Implications for Resource Utilization on Mars: Recent Discoveries and Hypotheses

£5.00

F. Bernadini et al. (2018), JBIS71, pp.186-189

Refcode: 2018.71.186
Keywords: Water ice, ISRU (in situ resource utilization), Human landing site, Propellant production, Debris -overed glaciers

Abstract:
Mars keeps proving to be the best candidate for the next step in human exploration: it is a complex frozen planet that offers innumerable research opportunities as well as all the raw materials to sustain a permanent presence on its surface. In addition, pictures obtained from orbiting spacecraft, as well as those from robotic surface explorers, show places worth seeing with human eyes, with a beauty and a complexity that needs to be appreciated by an inquiring and appreciative mind.
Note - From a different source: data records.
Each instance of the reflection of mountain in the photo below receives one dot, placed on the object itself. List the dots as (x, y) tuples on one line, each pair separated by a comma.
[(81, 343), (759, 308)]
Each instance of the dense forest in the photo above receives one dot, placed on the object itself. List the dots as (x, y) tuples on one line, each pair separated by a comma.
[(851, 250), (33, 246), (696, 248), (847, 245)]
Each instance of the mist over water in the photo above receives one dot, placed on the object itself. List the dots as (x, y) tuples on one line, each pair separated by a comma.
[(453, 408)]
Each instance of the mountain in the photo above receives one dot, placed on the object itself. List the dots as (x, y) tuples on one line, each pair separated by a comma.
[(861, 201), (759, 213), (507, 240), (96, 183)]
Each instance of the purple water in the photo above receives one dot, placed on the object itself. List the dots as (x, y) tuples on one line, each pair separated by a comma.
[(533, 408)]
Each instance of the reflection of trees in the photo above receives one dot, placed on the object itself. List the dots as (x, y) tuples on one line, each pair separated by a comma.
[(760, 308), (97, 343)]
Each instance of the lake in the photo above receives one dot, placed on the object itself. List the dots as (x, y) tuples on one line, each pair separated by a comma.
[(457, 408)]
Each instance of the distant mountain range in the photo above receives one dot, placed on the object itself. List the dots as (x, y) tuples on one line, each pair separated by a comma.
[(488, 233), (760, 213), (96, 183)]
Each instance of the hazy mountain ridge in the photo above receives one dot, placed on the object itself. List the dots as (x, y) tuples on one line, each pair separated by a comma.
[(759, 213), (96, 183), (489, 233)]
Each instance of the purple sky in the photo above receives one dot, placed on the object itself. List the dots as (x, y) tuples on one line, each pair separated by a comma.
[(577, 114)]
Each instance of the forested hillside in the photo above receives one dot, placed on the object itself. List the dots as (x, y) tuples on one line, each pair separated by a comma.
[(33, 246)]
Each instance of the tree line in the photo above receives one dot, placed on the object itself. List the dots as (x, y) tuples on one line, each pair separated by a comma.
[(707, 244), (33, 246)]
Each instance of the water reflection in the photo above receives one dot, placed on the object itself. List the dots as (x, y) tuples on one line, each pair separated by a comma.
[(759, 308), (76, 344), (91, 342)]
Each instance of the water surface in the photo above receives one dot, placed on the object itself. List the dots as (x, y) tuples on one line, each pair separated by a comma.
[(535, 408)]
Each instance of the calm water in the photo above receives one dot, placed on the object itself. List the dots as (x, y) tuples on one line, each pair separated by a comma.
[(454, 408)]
While plans for exploring Mars have been postponed for years, we are now living in a very fortunate moment of human history in which we can look seriously at a celestial body as a place in which to live using local resources, both to sustain life and to produce energy, propellants and tools. The enabling ingredient in this scenario is the availability of water, and recent discoveries have provided new options that are defining a new paradigm for human exploration. After years of scientific exploration, it is indeed now time for prospecting and the first extractions of precious resources on which to base the future of human exploration of Mars: it is no longer merely visionary thinking, but a true practical possibility that is changing the rules of the game dictated so long ago.